AdaptiveSound: An Interactive Feedback-Loop System to Improve Sound Recognition for Deaf and Hard of Hearing Users

Hang Do, Quan Dang, Jeremy Zhengqi Huang, Dhruv Jain · 2023 · ASSETS '23: Proceedings of the 25th International ACM SIGACCESS Conference on Computers and Accessibility · doi:10.1145/3597638.3608390

Summary

This paper introduces AdaptiveSound, the first feedback-loop sound recognition system designed for deaf and hard of hearing (DHH) users. Sound recognition tools help DHH people become aware of environmental sounds ranging from safety-critical alerts like fire alarms and sirens to everyday information like door knocks, microwave beeps, and water running. However, existing systems use models pre-trained on generic sound datasets that achieve only 60-80% accuracy when deployed in real-world environments, because sounds vary dramatically across contexts — a door knock sounds different on wood versus metal, and background noise levels differ between homes, offices, and outdoor spaces. AdaptiveSound addresses this by allowing users to provide corrective feedback to the model through a simple thumbs up/thumbs down interface on an Android app. When the model misclassifies a sound, the user can indicate the correct label and rate their confidence on a 1-5 scale. The system uses incremental reinforcement learning (IRL) to continuously fine-tune the model based on this feedback without requiring full retraining. The technical architecture addresses three practical challenges: class imbalance from frequently occurring sounds (mitigated using conditional GANs to generate synthetic training data for underrepresented classes), unreliable user feedback (handled through a tunable surety parameter that adjusts the learning rate), and memory constraints on mobile devices (resolved through small-batch incremental training with data deletion after training). The system uses a lightweight MobileNetV2 CNN architecture (about 8MB), processes 3-second audio windows via mel spectrograms, and runs entirely on-device using TensorFlow Lite for privacy.

Key findings

Quantitative experiments showed that after approximately 100 feedback steps (about 10 minutes of user effort), AdaptiveSound achieved 93.8% average accuracy across 22 sound categories — significantly higher than ProtoSound (85.9%, p<.001) and SoundWatch (79.2%, p<.001), two state-of-the-art baseline systems. The improvement was particularly pronounced in outdoor environments (+11.5% over ProtoSound, +23.3% over SoundWatch), where variable background noise makes pre-trained models least reliable. The highest-performing sound classes were microwave (99.2%), dog bark (98.9%), and hazard alarm (98.8%), while the most confused classes included alarm clock (confused with phone ringing) and water running (confused with dishwasher). A 3-day field evaluation with 12 DHH participants revealed that users found the feedback process "straightforward," "intuitive," and "effortless." Participants used the app an average of 6.1 hours per day across homes, streets, parks, restaurants, and malls.

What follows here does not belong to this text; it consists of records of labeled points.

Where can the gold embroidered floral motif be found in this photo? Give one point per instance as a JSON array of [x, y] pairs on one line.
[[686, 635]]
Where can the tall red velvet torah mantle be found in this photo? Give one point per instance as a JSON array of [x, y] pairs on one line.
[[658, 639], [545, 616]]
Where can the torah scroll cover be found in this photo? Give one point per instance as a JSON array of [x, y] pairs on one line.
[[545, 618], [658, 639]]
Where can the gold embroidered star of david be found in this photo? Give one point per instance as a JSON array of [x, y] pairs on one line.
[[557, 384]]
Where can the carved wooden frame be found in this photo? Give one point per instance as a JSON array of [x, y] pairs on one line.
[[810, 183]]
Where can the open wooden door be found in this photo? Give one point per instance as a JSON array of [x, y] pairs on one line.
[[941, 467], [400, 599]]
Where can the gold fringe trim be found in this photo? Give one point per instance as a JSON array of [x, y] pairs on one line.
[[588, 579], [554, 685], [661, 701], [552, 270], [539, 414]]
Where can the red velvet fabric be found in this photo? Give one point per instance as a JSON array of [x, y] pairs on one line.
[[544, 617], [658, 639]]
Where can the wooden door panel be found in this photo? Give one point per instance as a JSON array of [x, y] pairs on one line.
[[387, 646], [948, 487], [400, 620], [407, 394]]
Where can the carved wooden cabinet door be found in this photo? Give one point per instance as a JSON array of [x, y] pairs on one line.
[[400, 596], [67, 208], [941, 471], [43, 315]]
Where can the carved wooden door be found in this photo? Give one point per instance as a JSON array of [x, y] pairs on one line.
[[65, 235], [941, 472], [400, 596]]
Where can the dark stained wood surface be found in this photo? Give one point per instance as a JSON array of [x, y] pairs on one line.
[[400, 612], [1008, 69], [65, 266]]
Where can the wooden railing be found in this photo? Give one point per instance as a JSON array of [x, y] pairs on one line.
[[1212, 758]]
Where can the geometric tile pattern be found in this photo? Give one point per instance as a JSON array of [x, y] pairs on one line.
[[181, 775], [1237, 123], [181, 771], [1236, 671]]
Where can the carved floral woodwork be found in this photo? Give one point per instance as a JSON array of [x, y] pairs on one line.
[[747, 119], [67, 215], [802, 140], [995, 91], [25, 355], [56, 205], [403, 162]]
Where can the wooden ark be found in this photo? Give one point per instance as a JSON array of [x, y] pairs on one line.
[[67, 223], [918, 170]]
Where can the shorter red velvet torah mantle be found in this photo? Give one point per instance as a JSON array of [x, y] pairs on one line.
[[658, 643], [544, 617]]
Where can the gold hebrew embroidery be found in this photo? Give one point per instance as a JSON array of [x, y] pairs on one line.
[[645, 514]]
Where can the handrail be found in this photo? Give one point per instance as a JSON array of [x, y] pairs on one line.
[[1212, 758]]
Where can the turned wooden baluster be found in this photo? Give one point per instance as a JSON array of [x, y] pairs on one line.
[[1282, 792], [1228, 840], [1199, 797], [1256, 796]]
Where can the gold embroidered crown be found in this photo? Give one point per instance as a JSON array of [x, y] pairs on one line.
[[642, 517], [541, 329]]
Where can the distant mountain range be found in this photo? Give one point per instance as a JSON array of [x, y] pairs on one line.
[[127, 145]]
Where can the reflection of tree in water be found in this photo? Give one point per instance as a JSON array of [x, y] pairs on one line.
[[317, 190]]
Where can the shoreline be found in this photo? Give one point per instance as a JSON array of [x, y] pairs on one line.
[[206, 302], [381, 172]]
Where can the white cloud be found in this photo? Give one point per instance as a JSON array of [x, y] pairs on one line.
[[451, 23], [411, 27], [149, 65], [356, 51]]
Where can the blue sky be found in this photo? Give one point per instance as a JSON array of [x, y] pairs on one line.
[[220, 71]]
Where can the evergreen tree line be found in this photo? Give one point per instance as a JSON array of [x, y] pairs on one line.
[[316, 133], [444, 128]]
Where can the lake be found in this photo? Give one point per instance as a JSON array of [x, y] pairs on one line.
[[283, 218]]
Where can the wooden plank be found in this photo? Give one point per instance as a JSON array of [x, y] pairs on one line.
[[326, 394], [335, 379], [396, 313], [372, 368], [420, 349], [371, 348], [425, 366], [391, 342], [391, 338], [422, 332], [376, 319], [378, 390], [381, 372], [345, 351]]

The system recognized an average of 264.3 sound events per day, with participants providing feedback on about 25% of recognized sounds. Feedback decreased over time (81.7 on day one to 45.3 on day three) as the model adapted. Five participants who had used existing systems like iOS sound recognition and SoundWatch explicitly stated AdaptiveSound was "much more reliable" and "accurate." Participants particularly valued the confidence rating feature for situations where they were unsure which sound had occurred.

Relevance

AdaptiveSound represents an important shift in assistive technology design — from static, one-size-fits-all models to personalized, user-adaptive systems. The work acknowledges that DHH communities are culturally diverse, with different preferences for sound awareness: hard of hearing individuals may desire speech sound detection more than Deaf individuals, and preferences for which sounds to be notified about vary by context. The human-in-the-loop approach empowers users to shape the technology to their specific environments and needs rather than accepting a generic model. For practitioners, the system demonstrates that meaningful accuracy improvements are achievable with minimal user effort on consumer hardware, making it practical for real deployment. The open-source release of both the Python pipeline and the Android app (github.com/AccessibilityLab/AdaptiveSound) enables researchers and developers to build on this work. The authors responsibly note that sound recognition may not be universally desired — some Deaf people may view it as privileging hearing norms — and suggest it can be constrained to a small subset of safety-critical sounds while otherwise avoiding replicating the hearing world.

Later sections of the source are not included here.